Defying expectation comes with a predictable cost. Doubt, jealousy, envy, hate. Anyone elevating their game encounters the same emerald-eyed succubus. Jeezy’s been labelled a sell-out innumerable times. Corporate thuggin’ ain’t easy. “That’s what the moment of truth is, are you going to sell yourself out trying to be truthful to other people or are you going to be true to yourself and accept where God’s going to take you?” Whether it’s friends, family, old haters, new haters, uninvited feedback is certain. Jenkins’ initial decision to go legit was considered treachery by some and selling out by others. Being a failed musician is corny and allies who relied on his narcotic economy would come for alimony. When your decisions had potentially fatal consequences, it’s easy to ignore unsolicited criticism. “I’ve seen the realest motherfuckers in the world go behind that wall and tell on everybody they know. I’ve seen women that go in there and hold it down and don’t tell on nobody. You never know what somebody’s version of real is, but one thing I’ve learnt being who I am, no matter who you are, always be truthful to you. If you can wake up and look in the mirror and face yourself then you did the right thing.”
While Young Jeezy was ice cold, the grown Jeezy is political, funny and personable. 2014’s Seen It All and the following year’s Church In These Streets saw a more reflective trapper. He’s bossed up since Honda Accords, three finger rings and a perfectly titled cap. Times have changed since Mr 17.5, an alias referencing his under $20k a kilo cocaine buyout. We’re not just talking inflation, Jeezy’s more forthcoming about his past too. “It’s called the Statute of Limitations” he laughingly explains. “A lot of things with me man, I really just try to stick to the G code. So if I feel like something is dry snitching, I try to stay away from that because sometimes as artists we feel like we can say or do anything, but there’s still rules and regulations that we have to abide by.” Of course there were other reasons for keeping private. He employed dozens, paid college tuitions and had kin to support. “My first couple of albums were different for me because I felt like I had to be closed off from the entertainment world. I was trying to make a living to support my family and it wasn’t about me. After things die down, you realise that “oh shit, you're Jeezy” and it’s not going to go anywhere and you have to kind of start to learn how to deal with it. No matter where I go on God’s green earth, I’m Jeezy, so it’s just like, okay this is what it is so I'll make the best of this.” Of course, the Snowman will always remain partly glacial. He completed the Trap or Die trilogy last year and another polar release is upcoming. Jeezy also plays big bro to YG, DJ Mustard, Rich Homie Quan, Tee Grizzley, Lil Reese and Lil Durk under his Corporate Thugz Entertainment banner. You’ll hear him spitting icicles on Durk’s single “Goofy” alongside drank deity Future.
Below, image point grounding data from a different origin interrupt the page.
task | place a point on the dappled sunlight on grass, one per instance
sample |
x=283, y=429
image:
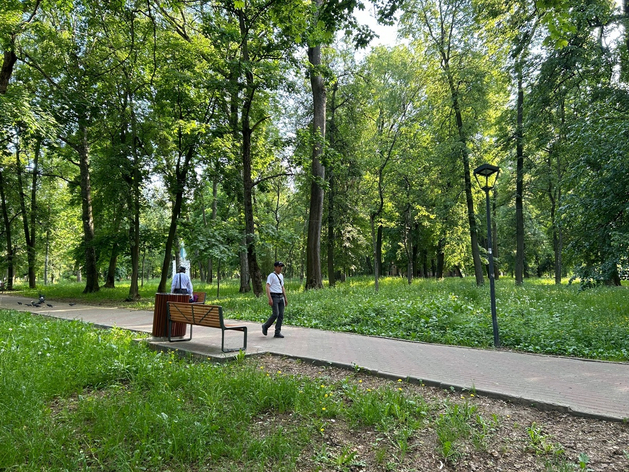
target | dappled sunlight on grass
x=537, y=317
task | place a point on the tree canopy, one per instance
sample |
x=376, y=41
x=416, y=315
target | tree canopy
x=249, y=132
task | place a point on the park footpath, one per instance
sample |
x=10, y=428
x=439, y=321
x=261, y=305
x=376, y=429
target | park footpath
x=580, y=387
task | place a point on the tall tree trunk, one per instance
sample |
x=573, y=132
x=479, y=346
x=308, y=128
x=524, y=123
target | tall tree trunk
x=247, y=131
x=181, y=174
x=91, y=267
x=464, y=154
x=374, y=238
x=440, y=258
x=6, y=71
x=331, y=195
x=134, y=207
x=313, y=255
x=29, y=229
x=110, y=281
x=519, y=185
x=7, y=233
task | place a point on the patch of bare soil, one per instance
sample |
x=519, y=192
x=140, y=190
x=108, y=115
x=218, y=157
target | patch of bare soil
x=519, y=438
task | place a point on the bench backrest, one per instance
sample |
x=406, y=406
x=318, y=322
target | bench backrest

Jeezy’s message is as important as the music. He conveys the universal human ambition: to do better. Like most rappers, his story is encouraging too. Armed with equal parts determination and delusion, the Snowman sidestepped poverty, peril and dishonour. Only comfortable when he’s uncomfortable, he’s working on savouring his accomplishments. There’s always more to do, but Jeezy’s optimistic for the future. “I would advise anybody that has that talent, even if they don't know they have it yet, once you figure out that you have a talent or believe in yourself, go with that, find out what you're the best at and stick to that. Be the best at that, don’t worry about what nobody else has got going on because that has nothing to do with you. There’s different levels of success, I just want to make myself better.”